PartenariatLa visite à la noix qu’il ne faut pas rater

Le Moulin et huilerie de Sévery(VD), soutenu par la Loterie Romande, produit de l’huile de noix depuis le XIIIe siècle. Une tradition toujours vivante à découvrir par beau ou mauvais temps.

par
lematin.ch
Jean-Luc Bovey, le patron du Moulin et huilerie de Sévery(VD) représente la 6e génération des meuniers de la noix.
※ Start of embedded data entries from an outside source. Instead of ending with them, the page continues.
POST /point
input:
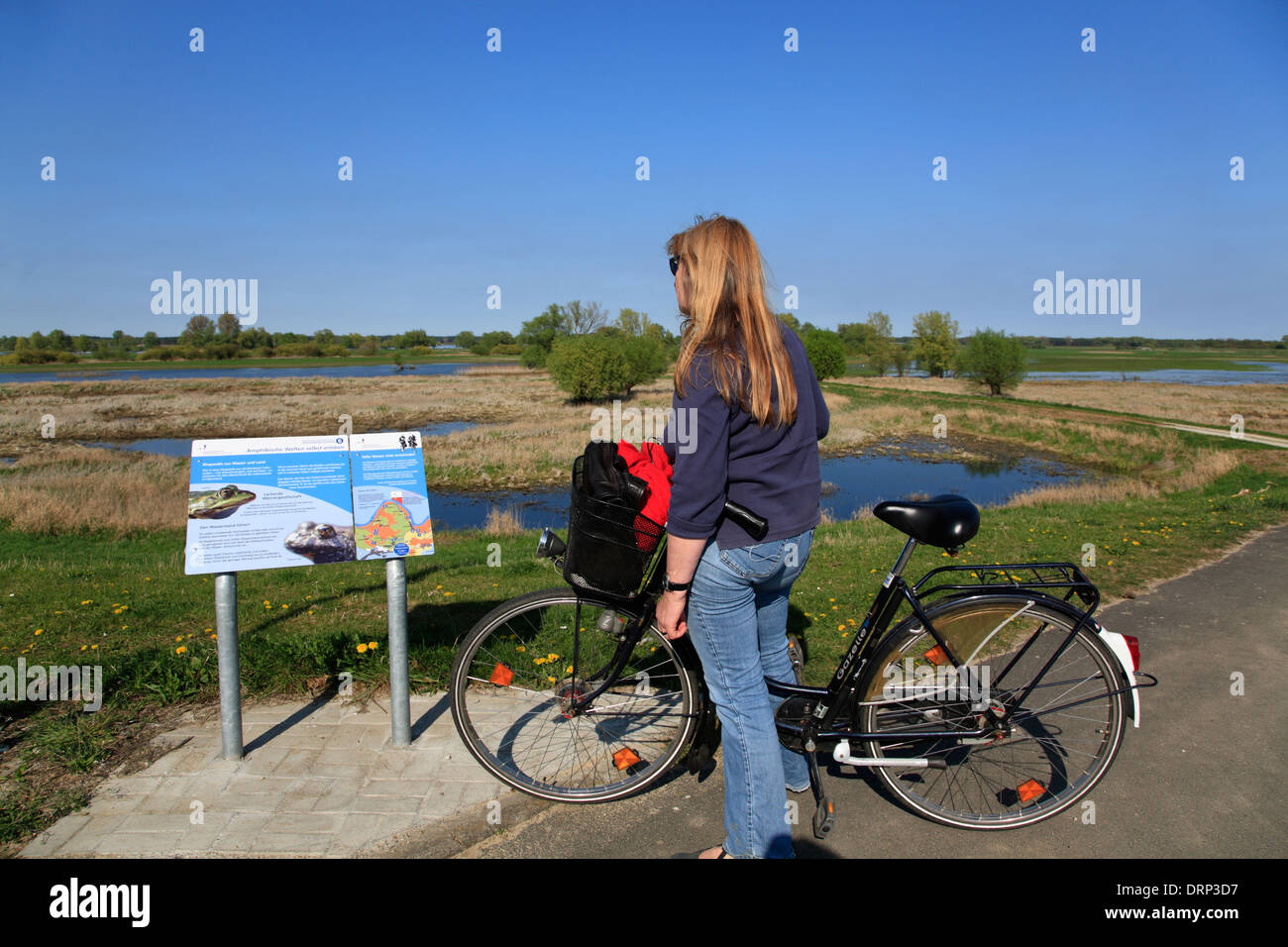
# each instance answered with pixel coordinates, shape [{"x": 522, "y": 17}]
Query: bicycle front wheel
[
  {"x": 1056, "y": 742},
  {"x": 518, "y": 674}
]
Jean-Luc Bovey, le patron du Moulin et huilerie de Sévery(VD) représente la 6e génération des meuniers de la noix.

Victor Fingal

L’expression «à la noix» désignant un discours de peu d’intérêt aurait été créée par le chansonnier et poète Aristide Bruand entre la fin du XIXe et le début du XXe. Mais vu du Moulin et huilerie de Sévery, près de Morges, la noix revêt d’autres atours, bien plus séduisants. Elle nous plonge dans une tranche d’histoire peu connue du pays de Vaud. Et nous fait découvrir un fruit à écale riche en Oméga 3 et autres éléments nutritionnels parmi les plus bénéfiques pour la santé.
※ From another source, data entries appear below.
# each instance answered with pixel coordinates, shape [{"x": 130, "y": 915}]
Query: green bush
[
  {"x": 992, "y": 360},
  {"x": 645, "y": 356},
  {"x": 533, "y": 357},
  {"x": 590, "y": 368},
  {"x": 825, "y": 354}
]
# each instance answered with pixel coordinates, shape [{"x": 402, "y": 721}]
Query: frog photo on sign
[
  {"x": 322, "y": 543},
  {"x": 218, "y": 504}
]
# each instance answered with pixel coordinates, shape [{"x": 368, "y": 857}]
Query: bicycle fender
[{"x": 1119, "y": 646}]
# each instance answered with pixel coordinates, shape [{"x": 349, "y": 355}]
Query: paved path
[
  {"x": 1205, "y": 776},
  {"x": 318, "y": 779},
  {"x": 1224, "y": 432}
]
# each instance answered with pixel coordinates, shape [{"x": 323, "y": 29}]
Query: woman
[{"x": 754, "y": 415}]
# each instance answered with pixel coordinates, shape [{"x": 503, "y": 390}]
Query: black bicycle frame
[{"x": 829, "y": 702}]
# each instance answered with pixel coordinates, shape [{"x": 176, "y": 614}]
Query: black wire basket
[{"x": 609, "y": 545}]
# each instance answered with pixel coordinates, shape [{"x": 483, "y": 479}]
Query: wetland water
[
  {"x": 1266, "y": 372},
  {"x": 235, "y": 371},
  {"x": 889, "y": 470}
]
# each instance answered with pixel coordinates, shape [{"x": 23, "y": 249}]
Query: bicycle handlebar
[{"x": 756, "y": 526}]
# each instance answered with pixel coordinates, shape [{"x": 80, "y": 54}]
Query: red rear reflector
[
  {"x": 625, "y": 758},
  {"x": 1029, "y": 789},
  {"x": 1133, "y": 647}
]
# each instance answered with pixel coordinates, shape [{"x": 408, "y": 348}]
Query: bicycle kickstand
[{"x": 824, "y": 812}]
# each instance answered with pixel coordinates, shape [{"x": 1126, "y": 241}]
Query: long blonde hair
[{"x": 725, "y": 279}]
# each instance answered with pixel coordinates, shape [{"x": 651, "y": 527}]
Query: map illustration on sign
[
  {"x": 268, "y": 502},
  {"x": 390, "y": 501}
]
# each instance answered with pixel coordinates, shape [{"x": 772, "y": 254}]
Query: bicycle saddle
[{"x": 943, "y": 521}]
Construit au XIIIe siècle, comme l’attestent d’anciens documents, le Moulin de Sévery appartient depuis 1845 à la famille Bovey dont Jean-Luc, l’actuel patron et président de la fondation, représente la 6e génération. «Le moulin est l’un des plus anciens de Suisse à produire aujourd’hui encore de l’huile de noix selon des méthodes ancestrales. La seule concession à la modernité a été réalisée en 1972, quand la roue à aube a été remplacée par un moteur électrique. Mais même les courroies de transmission en cuir, incroyablement solides, sont d’époque.»

Le pressage à froid est réalisé à travers un socle métallique à l’intérieur duquel une vis sans fin (ou vis d’Archimède) comprime le fruit sec. A l’extrémité de la vis, une filière de retenue donne la pression nécessaire qui permet à l’huile de se séparer de la matière sèche, appelée tourteau. L’huile récoltée, de première pression, est filtrée sur des plaques de tissus avant d’être mise en bouteilles.

Mais rien ne se perd. Le tourteau sera la base d’une spécialité régionale, connue sous le nom de nillon dans le canton de Vaud et qui sert à préparer de nombreuses pâtisseries. Si le moulin produit sa propre huile, il presse aussi pour sa clientèle. «Certaines d’entre elles nous apportent des noix bio, nous produiront alors une huile certifiée bio.»

Aujourd’hui, le Moulin et huilerie de Sévery se visite et de multiples produits régionaux attendent les visiteurs. «Mais de grâce, ne dites pas que nous sommes un musée, avertit Jean-Luc Bovey. C’est une entreprise réelle et bien vivante qui presse 200 tonnes de noix par an et emploie une quinzaine de personnes. Une prochaine génération de Bovey en fait déjà partie et s'apprête à prendre la relève.»

La LoRo offre un parcours didactique

Si dans les temps anciens, il était de tradition dans les fermes du pays de Vaud, de planter un noyer derrière les habitations à chaque naissance d’un héritier, le nombre de noyers a aujourd’hui considérablement diminué. «Dans le cadre des Projets de développement régional (PDR) visant à créer de la valeur ajoutée dans le secteur agricole et à renforcer la collaboration entre l’agriculture et des branches comme le tourisme, 120 hectares de noyers vont être plantés dans tout le canton de Vaud, a ajouté Jean-Luc Bovey. Nous allons recevoir dans ce contexte une aide essentielle de la Loterie Romande, qui nous permettra de construire un véritable parcours didactique pour petits et grands.»